Asked whether the league came close to losing any of its corporate partners, Mr. Goodell demurred. "You'll have to speak to the sponsors about that."
Mr. Goodell announced that the league would be requiring all NFL players and staff to undergo training and education to prevent abuse starting next month, and said that the NFL has entered into long-term partnerships with the National Domestic Violence Hotline and the National Sexual Violence
"At our best, the NFL sets an example that makes a positive difference," Mr. Goodell said. "Unfortunately we have seen all too much of the NFL doing wrong. That starts with me."

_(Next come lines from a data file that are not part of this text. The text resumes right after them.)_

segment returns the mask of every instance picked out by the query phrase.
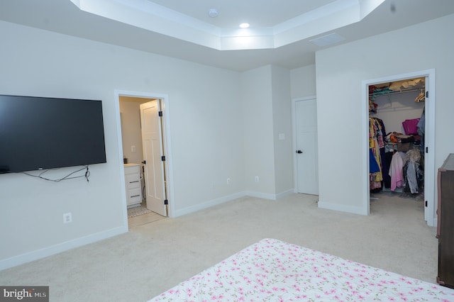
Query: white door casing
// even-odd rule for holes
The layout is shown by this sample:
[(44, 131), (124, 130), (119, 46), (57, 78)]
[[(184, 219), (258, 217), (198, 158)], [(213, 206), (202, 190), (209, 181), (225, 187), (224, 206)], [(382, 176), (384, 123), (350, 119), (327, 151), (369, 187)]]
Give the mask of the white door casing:
[(316, 99), (296, 100), (294, 111), (296, 191), (319, 195)]
[(147, 208), (167, 216), (164, 148), (160, 100), (140, 104)]

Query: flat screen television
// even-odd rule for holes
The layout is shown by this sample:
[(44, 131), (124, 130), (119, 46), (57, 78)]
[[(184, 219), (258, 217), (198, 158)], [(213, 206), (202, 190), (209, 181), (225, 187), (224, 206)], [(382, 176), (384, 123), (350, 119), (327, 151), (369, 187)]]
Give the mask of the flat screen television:
[(103, 162), (101, 101), (0, 95), (0, 173)]

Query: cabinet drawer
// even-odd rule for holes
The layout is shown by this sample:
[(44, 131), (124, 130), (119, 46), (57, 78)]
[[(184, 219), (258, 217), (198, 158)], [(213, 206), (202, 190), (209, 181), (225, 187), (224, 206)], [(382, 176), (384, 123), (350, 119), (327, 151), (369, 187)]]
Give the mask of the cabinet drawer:
[(140, 188), (128, 190), (128, 203), (138, 203), (142, 202), (142, 192)]
[(140, 186), (140, 177), (139, 174), (126, 174), (126, 186), (128, 189), (139, 188)]

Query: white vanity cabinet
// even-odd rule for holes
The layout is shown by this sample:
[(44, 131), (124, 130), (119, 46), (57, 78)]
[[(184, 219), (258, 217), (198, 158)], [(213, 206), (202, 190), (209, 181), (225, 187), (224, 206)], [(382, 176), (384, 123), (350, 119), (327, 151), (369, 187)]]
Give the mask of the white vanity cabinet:
[(125, 183), (128, 208), (139, 206), (142, 202), (140, 164), (125, 164)]

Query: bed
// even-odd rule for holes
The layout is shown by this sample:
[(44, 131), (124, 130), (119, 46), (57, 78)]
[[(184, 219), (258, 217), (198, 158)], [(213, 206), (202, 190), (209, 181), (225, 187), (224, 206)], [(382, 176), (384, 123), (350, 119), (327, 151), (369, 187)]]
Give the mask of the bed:
[(454, 289), (263, 239), (149, 301), (229, 301), (447, 302)]

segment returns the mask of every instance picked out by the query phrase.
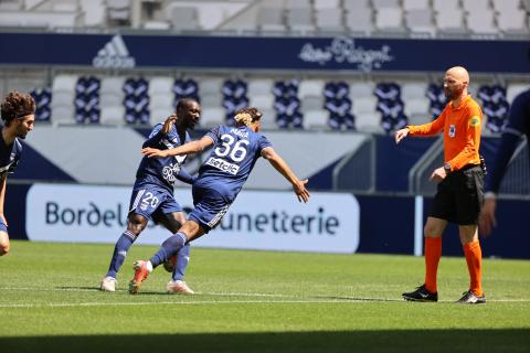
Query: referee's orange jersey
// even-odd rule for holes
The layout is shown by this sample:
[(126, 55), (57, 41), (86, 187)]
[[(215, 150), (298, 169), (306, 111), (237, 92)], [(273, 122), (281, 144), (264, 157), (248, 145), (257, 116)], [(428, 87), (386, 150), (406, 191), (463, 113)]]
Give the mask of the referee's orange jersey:
[(455, 171), (468, 164), (480, 164), (481, 121), (480, 106), (467, 95), (456, 108), (449, 101), (433, 122), (407, 128), (411, 136), (432, 136), (444, 130), (444, 160)]

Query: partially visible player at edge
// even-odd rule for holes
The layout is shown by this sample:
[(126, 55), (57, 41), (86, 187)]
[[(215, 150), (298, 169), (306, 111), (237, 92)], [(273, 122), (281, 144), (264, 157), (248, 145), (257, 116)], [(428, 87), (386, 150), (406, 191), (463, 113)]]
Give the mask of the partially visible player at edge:
[(35, 101), (31, 95), (14, 90), (2, 100), (0, 110), (3, 120), (0, 141), (0, 256), (3, 256), (10, 248), (8, 221), (3, 215), (8, 173), (15, 170), (22, 153), (19, 139), (25, 139), (28, 132), (33, 130)]
[(478, 242), (478, 216), (484, 200), (484, 171), (478, 149), (483, 111), (467, 92), (469, 74), (462, 66), (449, 68), (444, 77), (444, 93), (449, 103), (433, 122), (407, 126), (395, 132), (399, 143), (407, 135), (444, 133), (444, 165), (431, 180), (437, 192), (425, 224), (425, 282), (403, 293), (405, 300), (437, 301), (436, 276), (442, 257), (442, 234), (447, 223), (456, 223), (469, 270), (469, 289), (459, 303), (484, 303), (481, 286), (483, 254)]
[[(177, 111), (156, 125), (144, 142), (142, 148), (171, 149), (191, 141), (188, 130), (194, 128), (199, 121), (201, 107), (190, 98), (183, 98), (177, 104)], [(115, 291), (117, 274), (124, 264), (125, 257), (132, 243), (146, 228), (149, 220), (163, 225), (174, 234), (186, 222), (181, 205), (173, 197), (173, 183), (177, 179), (192, 184), (192, 178), (183, 168), (184, 157), (167, 157), (151, 159), (144, 157), (138, 171), (130, 197), (127, 217), (127, 231), (118, 238), (114, 248), (113, 258), (107, 275), (100, 282), (103, 291)], [(165, 267), (173, 272), (168, 284), (169, 293), (193, 295), (193, 290), (183, 281), (184, 270), (190, 259), (190, 246), (182, 247), (176, 258)], [(169, 265), (168, 265), (169, 264)]]
[(508, 115), (508, 125), (502, 130), (494, 167), (488, 178), (486, 178), (485, 201), (479, 223), (480, 233), (484, 235), (491, 234), (492, 227), (497, 225), (495, 208), (497, 207), (496, 199), (500, 189), (500, 182), (511, 156), (524, 135), (527, 136), (528, 154), (530, 156), (530, 89), (524, 90), (513, 99)]
[(188, 221), (178, 233), (162, 243), (149, 260), (135, 261), (135, 277), (129, 284), (130, 293), (138, 292), (141, 282), (153, 268), (165, 263), (189, 242), (219, 225), (259, 157), (268, 160), (293, 184), (298, 201), (309, 201), (307, 180), (299, 180), (275, 152), (267, 138), (258, 133), (262, 113), (256, 108), (244, 108), (236, 113), (234, 120), (235, 127), (219, 126), (202, 139), (174, 149), (161, 151), (145, 148), (141, 150), (142, 154), (149, 158), (168, 158), (195, 153), (213, 146), (210, 157), (200, 168), (199, 176), (193, 183), (194, 208), (189, 214)]

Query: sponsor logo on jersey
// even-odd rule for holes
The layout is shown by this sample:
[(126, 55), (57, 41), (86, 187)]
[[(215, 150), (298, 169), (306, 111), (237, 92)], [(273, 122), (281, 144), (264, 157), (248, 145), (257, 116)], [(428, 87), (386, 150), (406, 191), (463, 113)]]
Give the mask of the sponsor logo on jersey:
[(248, 131), (242, 131), (242, 130), (239, 130), (239, 129), (235, 129), (235, 128), (232, 128), (230, 130), (230, 132), (234, 133), (234, 135), (237, 135), (239, 137), (244, 138), (244, 139), (246, 139), (248, 137)]
[(237, 172), (240, 171), (240, 165), (229, 163), (226, 161), (223, 161), (222, 159), (218, 159), (213, 157), (210, 157), (210, 159), (206, 161), (206, 164), (213, 168), (216, 168), (219, 170), (222, 170), (223, 172), (226, 172), (232, 175), (237, 174)]
[(129, 55), (121, 35), (116, 34), (97, 52), (92, 64), (103, 68), (130, 68), (136, 66), (136, 61)]
[(180, 172), (179, 163), (171, 163), (162, 169), (162, 178), (166, 179), (169, 183), (174, 183), (177, 175)]

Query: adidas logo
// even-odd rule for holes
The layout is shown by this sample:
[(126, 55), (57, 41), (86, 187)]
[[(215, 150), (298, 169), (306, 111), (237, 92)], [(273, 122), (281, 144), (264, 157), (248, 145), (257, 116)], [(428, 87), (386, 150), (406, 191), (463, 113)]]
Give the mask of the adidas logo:
[(92, 64), (95, 67), (103, 68), (130, 68), (135, 67), (136, 61), (129, 55), (121, 35), (116, 34), (97, 52), (97, 55), (92, 60)]

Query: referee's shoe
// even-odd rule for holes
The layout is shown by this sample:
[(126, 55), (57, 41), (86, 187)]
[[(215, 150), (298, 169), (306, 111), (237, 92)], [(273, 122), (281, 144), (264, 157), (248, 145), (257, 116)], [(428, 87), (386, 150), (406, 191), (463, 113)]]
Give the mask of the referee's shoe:
[(416, 288), (416, 290), (407, 292), (407, 293), (402, 293), (401, 295), (403, 299), (409, 300), (409, 301), (427, 301), (427, 302), (435, 302), (438, 301), (438, 292), (430, 292), (426, 288), (425, 285), (422, 285)]
[(456, 301), (460, 304), (484, 304), (486, 302), (486, 296), (477, 296), (473, 290), (464, 292), (464, 297)]

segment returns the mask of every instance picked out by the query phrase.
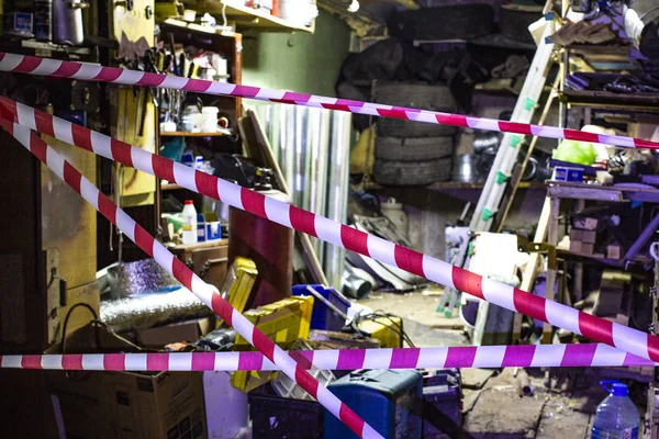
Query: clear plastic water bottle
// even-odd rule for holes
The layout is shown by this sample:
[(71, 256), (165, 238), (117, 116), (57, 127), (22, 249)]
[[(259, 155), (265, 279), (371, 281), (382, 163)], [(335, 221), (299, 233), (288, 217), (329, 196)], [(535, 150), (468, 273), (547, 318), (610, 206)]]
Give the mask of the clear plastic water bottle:
[(608, 396), (600, 403), (591, 439), (638, 439), (640, 416), (629, 399), (627, 386), (615, 380), (600, 382)]
[(197, 210), (192, 200), (186, 200), (183, 212), (183, 244), (197, 244)]

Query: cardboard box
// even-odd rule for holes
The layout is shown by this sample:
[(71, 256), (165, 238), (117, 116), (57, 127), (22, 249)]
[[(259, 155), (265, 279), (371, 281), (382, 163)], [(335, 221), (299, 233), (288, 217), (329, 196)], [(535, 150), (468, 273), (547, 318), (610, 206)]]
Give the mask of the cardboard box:
[(573, 216), (572, 226), (582, 230), (595, 230), (600, 225), (597, 218), (589, 218), (588, 216)]
[(606, 246), (606, 258), (621, 259), (623, 257), (623, 248), (618, 244), (610, 244)]
[(597, 232), (595, 230), (581, 230), (581, 241), (587, 244), (595, 244), (597, 239)]
[[(67, 337), (67, 353), (131, 352), (105, 328)], [(100, 345), (100, 347), (99, 347)], [(59, 345), (48, 353), (60, 353)], [(200, 372), (47, 372), (55, 418), (67, 438), (206, 438)]]
[(595, 252), (595, 245), (590, 243), (581, 243), (581, 255), (592, 256)]
[(163, 349), (172, 342), (194, 342), (213, 330), (211, 317), (194, 320), (157, 326), (155, 328), (138, 329), (137, 341), (142, 347)]
[(570, 251), (577, 255), (581, 255), (581, 241), (570, 240)]
[(206, 438), (201, 373), (48, 372), (66, 437)]
[(0, 371), (3, 438), (59, 438), (44, 370)]
[(583, 230), (580, 228), (572, 227), (572, 229), (570, 230), (570, 241), (581, 240), (582, 236), (583, 236)]

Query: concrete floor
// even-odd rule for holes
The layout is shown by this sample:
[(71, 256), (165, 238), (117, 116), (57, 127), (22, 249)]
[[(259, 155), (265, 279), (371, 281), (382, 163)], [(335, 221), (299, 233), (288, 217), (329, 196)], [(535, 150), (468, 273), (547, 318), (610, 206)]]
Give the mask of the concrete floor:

After reading his statement, Mr. Goodell fielded an array of questions from reporters, mostly focused on the widespread calls for his resignation and details of the timeline of when the league received video footage of Baltimore Ravens running back Ray Rice punching his then-fiancée, Janay Palmer, in the face.
While most of the changes Mr. Goodell alluded to in his statement, including the formation of a personal-conduct committee, will come into shape over the next few weeks, the league's support of the hotline and resource center will begin immediately.
The support will not be insubstantial. Though specific dollar amounts were not disclosed, it is believed to be among the largest donations a pro sports organization has ever made in the wake of negative publicity, according to William Chipps, a senior editor at sponsorship consultancy IEG.
With the NFL's self-described "significant donation," the National Domestic Abuse Hotline will be able to train and hire an additional 25 hotline staff, effectively doubling the hotline's manpower. "This really is transformational for us," said Katie Ray-Jones, president and chief executive of the hotline.
The outline of Mr. Goodell's plan seems to have resonated with some league partners, like FedEx. "We strongly support the NFL's announcement that it will partner with two national support organizations that offer assistance to victims of domestic violence and sexual abuse nationwide," said Patrick Fitzgerald, senior VP-marketing and communications at the company.
Earlier this week, a sternly worded statement from Anheuser Busch said it was "disappointed and increasingly concerned" by situation and that it was "not yet satisfied" with the league's response. Sitting somewhere in the middle, hotel chain Marriott stated it would "await the findings of the investigations" before reviewing its sponsorship.